Perhaps her ethnicity is a major part of Matthew’s telling of this story. Perhaps the way Jesus treats her, despite (or because of) her ethnicity, is paramount.
“Canaanite,” took the Jewish mind back to the story in Deuteronomy where they were instructed not to have anything whatsoever to do with Canaanites. Matthew is making much of the fact that this woman is a descendant of the despised enemies of Israel. Jesus, in effect, says, “Hey guys, I came for them, too. I didn’t just come to Israel, I came for the outsiders. I came for the unclean. I came for your enemies.”
In passing Jarrod said that the Jews, specifically the disciples, were all about “making Israel great again.”
Hello. That’s the part that got my attention and made me think.

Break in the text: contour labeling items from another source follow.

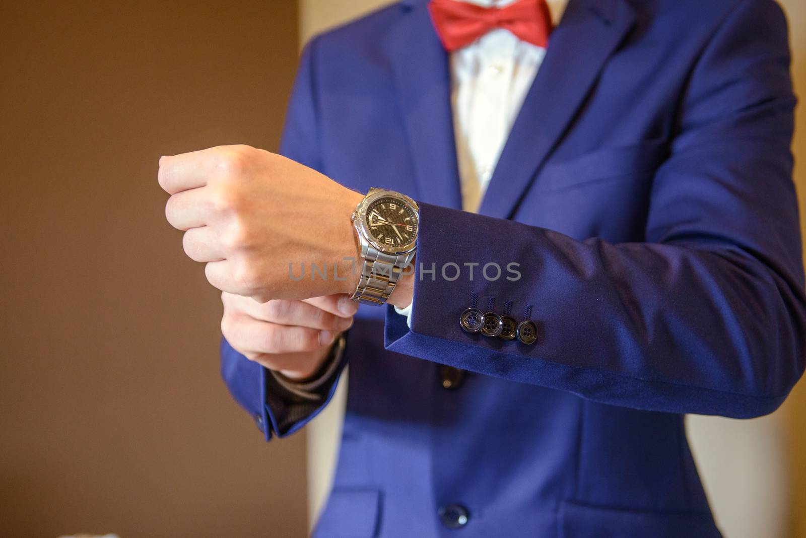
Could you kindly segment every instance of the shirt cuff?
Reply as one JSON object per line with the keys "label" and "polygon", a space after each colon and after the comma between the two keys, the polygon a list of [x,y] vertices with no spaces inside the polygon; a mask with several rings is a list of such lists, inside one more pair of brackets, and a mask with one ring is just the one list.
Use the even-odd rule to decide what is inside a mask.
{"label": "shirt cuff", "polygon": [[339,366],[342,362],[342,356],[344,354],[345,346],[346,340],[344,335],[339,334],[330,350],[328,358],[325,359],[325,364],[312,379],[305,381],[289,379],[280,372],[273,370],[269,370],[268,371],[272,374],[274,380],[277,382],[277,384],[295,396],[309,401],[319,401],[324,398],[324,395],[321,394],[320,389],[330,381],[339,370]]}
{"label": "shirt cuff", "polygon": [[411,329],[411,312],[413,309],[412,307],[414,306],[414,301],[411,302],[411,304],[405,307],[405,308],[399,308],[395,307],[395,312],[397,312],[401,316],[405,316],[405,324],[409,325],[409,329]]}

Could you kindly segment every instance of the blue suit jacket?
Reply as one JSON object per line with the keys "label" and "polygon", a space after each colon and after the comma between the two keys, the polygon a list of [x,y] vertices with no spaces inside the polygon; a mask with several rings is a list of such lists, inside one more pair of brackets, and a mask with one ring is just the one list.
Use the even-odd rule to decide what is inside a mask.
{"label": "blue suit jacket", "polygon": [[[301,60],[282,152],[420,201],[418,260],[438,271],[415,285],[410,330],[362,307],[350,331],[317,536],[453,536],[449,503],[469,513],[464,536],[718,536],[683,413],[769,413],[804,370],[783,13],[571,0],[478,215],[459,209],[447,61],[423,0],[320,35]],[[445,262],[515,262],[521,278],[447,281]],[[530,307],[538,344],[463,332],[473,293]],[[318,411],[222,350],[267,438]],[[458,390],[440,365],[469,372]]]}

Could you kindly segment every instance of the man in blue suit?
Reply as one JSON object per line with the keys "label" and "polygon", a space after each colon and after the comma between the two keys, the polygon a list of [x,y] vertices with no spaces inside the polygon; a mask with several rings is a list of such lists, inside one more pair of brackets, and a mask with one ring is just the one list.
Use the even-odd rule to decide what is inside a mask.
{"label": "man in blue suit", "polygon": [[[402,0],[320,35],[288,159],[160,160],[267,440],[350,364],[316,536],[718,536],[683,414],[769,413],[803,372],[778,6],[521,2]],[[339,294],[388,305],[345,337]]]}

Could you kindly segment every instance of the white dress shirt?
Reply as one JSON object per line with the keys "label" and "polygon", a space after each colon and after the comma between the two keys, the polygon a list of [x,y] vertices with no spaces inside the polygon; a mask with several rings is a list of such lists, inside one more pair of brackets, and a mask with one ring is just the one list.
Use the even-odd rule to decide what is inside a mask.
{"label": "white dress shirt", "polygon": [[[517,0],[458,0],[503,7]],[[568,0],[547,0],[556,25]],[[488,31],[451,54],[451,105],[462,209],[476,213],[546,49],[509,30]],[[536,128],[539,129],[539,126]],[[412,308],[395,308],[411,326]]]}

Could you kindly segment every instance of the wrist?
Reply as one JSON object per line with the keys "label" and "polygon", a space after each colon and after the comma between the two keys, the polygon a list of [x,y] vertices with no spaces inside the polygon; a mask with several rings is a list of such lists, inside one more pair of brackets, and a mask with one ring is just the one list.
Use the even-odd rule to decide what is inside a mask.
{"label": "wrist", "polygon": [[343,346],[343,335],[339,333],[333,344],[326,347],[320,348],[310,355],[310,360],[307,362],[305,367],[299,370],[280,370],[276,373],[286,380],[294,383],[303,384],[315,381],[322,372],[328,369],[330,361],[334,356],[334,350]]}
{"label": "wrist", "polygon": [[386,301],[392,306],[405,308],[414,300],[414,274],[416,272],[415,259],[411,261],[409,267],[403,270],[397,279],[395,289]]}

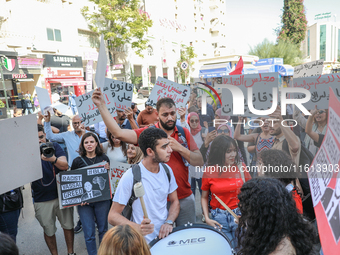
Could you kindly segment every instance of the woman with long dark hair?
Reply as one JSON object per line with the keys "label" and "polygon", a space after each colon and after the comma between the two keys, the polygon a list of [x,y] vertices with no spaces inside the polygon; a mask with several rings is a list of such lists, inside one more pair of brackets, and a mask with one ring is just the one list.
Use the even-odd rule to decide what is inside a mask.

Making Israel great was what they were always looking for. It’s partly why Jesus was crucified – everyone expected a king, a warrior, not a servant. Not a teacher. Not a humble, compassionate man claiming to be the Son of God, who went around doing good and forgiving sin.
That’s why the disciples so easily dismissed all the distractions that came their way – the Canaanite woman, the Samaritan woman, the children, hungry crowds. They were all just hindrances to an agenda. Jesus gave them power to heal people, but they were mostly concerned with knowing when Jesus’ kingdom was coming and which of them would be his right (and left) hand man.
How do we miss it?
The message He sent time and time again was that our prejudices and hatred and differences and discomforts must be set aside to make room for love.
To paraphrase Jarrod all lives do matter, but all lives don’t matter until the “least” life matters.
Until the outcast matters. Until the “unclean” matters. Until the unborn matters. Until the loud, obnoxious kids matter. Until the disabled matter. Until black, Hispanic, Asian, white and gay lives all matter. Until people of the other political party matter.
When the lives of people you least care for, or are most different from, matter, then all lives matter.
That’s the message of the cross. Even when you were at your worst, Christ died for you. Your life mattered. We are called to follow Him, to take up our cross and embody reconciliation. We need to resist the temptation to divide, to be angry, to retaliate, to defend ourselves.
I think Jesus might be more interested in making our Love great again, than making our country great again.